帰国した恋人との年始の過ごし方 ■しおりを挿む
公園内で食後の軽い散歩をしながら、正太郎を見下ろす。
初詣に誘ってもらったが、明日にしたいと言ったら正太郎は怒るだろうか。
欲望に直結しすぎていると呆れられるだろうか。
だが、恐れてなにもしないでいると、成功するものも成功しない。
言うだけ言ってみようか。
だが、私には先にすべきことがある。
「正太郎、琳の電話番号を教えていただけませんか?」
「琳の?」
「ええ。正太郎に夢中になる前に、明日の計画を伝えておかなければなりません」
正太郎は真っ赤になって、琳の電話番号を表示させた携帯電話を差し出してきた。
それには、私が贈ったストラップが付いている。
ダイヤモンドが美しく輝いているが、やはり正太郎の笑顔には敵わないな。
私は、正太郎が寒くならないように懐に引き寄せて、琳に電話を掛けた。
「は、恥ずかしいよっ」
「誰もいません。それでも恥ずかしいのなら、私に密着していればいいのです」
腕の中で身動ぐ正太郎の旋毛にキスをしたら、おとなしくなってくれた。
「…………………」
なかなか出ない。
忙しいのだろうか?
だが、私はこれから初詣を明日にすることを提案して、正太郎をホテルに連れ込むつもりだから今しかない。
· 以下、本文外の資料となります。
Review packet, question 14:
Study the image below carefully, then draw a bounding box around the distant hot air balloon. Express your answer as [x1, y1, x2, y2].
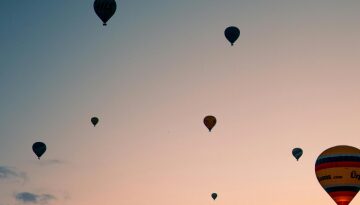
[292, 148, 303, 160]
[224, 26, 240, 46]
[211, 193, 217, 200]
[204, 115, 216, 132]
[315, 145, 360, 205]
[94, 0, 116, 26]
[32, 142, 46, 159]
[91, 117, 99, 127]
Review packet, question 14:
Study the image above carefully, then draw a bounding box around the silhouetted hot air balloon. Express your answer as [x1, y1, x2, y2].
[32, 142, 46, 159]
[292, 148, 303, 160]
[224, 26, 240, 46]
[204, 115, 216, 132]
[211, 193, 217, 200]
[91, 117, 99, 127]
[94, 0, 116, 26]
[315, 145, 360, 205]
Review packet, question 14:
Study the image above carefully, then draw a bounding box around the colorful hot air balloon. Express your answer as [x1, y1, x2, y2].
[292, 148, 303, 160]
[94, 0, 116, 26]
[91, 117, 99, 127]
[211, 193, 217, 200]
[224, 26, 240, 46]
[204, 115, 216, 132]
[315, 145, 360, 205]
[32, 142, 46, 159]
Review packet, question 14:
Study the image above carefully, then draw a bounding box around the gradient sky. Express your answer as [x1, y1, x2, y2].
[0, 0, 360, 205]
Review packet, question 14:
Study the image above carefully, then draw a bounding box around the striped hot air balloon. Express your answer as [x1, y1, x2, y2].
[315, 145, 360, 205]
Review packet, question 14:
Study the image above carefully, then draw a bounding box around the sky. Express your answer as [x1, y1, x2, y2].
[0, 0, 360, 205]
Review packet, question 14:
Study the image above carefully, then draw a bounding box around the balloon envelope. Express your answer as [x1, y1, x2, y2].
[91, 117, 99, 127]
[94, 0, 116, 26]
[292, 148, 303, 160]
[315, 145, 360, 205]
[32, 142, 46, 159]
[204, 115, 216, 132]
[224, 26, 240, 46]
[211, 193, 217, 200]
「琳は知らない番号だと警戒するから、僕の携帯から掛けるよ」
諦めて電話を切ったら、すぐに正太郎が電話を掛けた。
最近は物騒だから警戒する気持ちはわからなくもないが、掛かってきた電話を無視するのはどうかと思う…。
「あっ、琳。アルが琳に話をしたいって」
苦笑いの正太郎から携帯電話を受け取る。